In fact, enough Brazilians identified as Latino in 2020 that they would fall in the middle of rankings of U.S. Hispanic or Latino origin groups by size, if they were officially counted as one. In 2020, Brazil would have been the 14th-largest Latino origin group with 416,000 who identified as Latino, ahead of Nicaragua (395,000) and below Venezuela (619,000).

Overall, the U.S. Hispanic population is large enough that the coding mistake in the 2020 data amounted to little more than a rounding error in the overall population. The 470,000 people erroneously counted as Hispanic or Latino in 2020 represent less than 1% of the 61.1 million total Hispanics living in the U.S.

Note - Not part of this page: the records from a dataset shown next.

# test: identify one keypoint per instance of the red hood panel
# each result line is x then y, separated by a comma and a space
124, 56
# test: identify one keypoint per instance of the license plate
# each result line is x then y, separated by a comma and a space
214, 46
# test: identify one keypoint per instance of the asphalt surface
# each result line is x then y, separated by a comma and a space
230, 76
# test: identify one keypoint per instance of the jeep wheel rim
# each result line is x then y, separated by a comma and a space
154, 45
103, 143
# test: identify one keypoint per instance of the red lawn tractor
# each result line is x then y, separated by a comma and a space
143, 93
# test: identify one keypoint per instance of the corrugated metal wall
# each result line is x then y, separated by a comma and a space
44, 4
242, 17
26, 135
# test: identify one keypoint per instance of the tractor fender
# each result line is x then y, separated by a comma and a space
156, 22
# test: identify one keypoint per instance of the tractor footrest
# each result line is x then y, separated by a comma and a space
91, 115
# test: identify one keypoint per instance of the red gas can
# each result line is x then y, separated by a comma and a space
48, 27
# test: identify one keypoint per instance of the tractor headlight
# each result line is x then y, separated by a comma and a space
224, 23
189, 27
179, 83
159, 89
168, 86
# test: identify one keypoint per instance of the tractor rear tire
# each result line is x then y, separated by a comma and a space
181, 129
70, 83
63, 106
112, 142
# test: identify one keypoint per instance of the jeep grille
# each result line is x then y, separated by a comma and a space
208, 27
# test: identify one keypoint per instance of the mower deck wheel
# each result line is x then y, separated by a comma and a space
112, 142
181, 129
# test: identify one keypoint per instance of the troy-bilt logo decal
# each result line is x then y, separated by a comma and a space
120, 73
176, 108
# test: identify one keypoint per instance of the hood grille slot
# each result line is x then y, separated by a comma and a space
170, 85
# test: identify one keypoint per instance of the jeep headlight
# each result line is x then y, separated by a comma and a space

‘Back coding’ at the Census Bureau

The Census Bureau didn’t always back code its data this way. In fact, when national data on Hispanic origins was first collected in the 1980 and 1990 decennial censuses, the bureau did not edit the non-Hispanic origins supplied by respondents. As a result, many individuals with origins in Brazil, Belize and the Philippines who indicated they were Hispanic were counted as such.

In the 1980 census, for example, 18% of Brazilians were counted as Hispanic, a share that rose to 33% in 1990. The back-coding process then started in 2000. By the time the American Community Survey was fully implemented in 2006, these shares fell to around 4% or less in most years – with the exception of 2020.

Similarly, the Census Bureau counted 27% of Belizeans as Hispanic in 1980 and 32% in 1990. But with back coding in place, it has counted about 8% of Belizeans as Hispanic in the years before 2020.

Among Filipinos, the Census Bureau counted 12% as Hispanic in 1980 and 6% in 1990. But it has counted fewer than 2% as Hispanic since 2000, except for the coding error in 2020.

The data on Portuguese respondents tells a similar story. In 1980 and 1990, the bureau counted between 8% and 9% of Portuguese respondents as Hispanic. But since 2000, it has coded only 1% to 2% of Portuguese respondents that way every year. The number of Portuguese respondents coded as Hispanic in the 2020 ACS did not differ significantly from the number in 2019 or 2021. This could indicate that Portuguese-origin respondents are generally choosing to self-identify as non-Hispanic or that the data was correctly back coded for this group.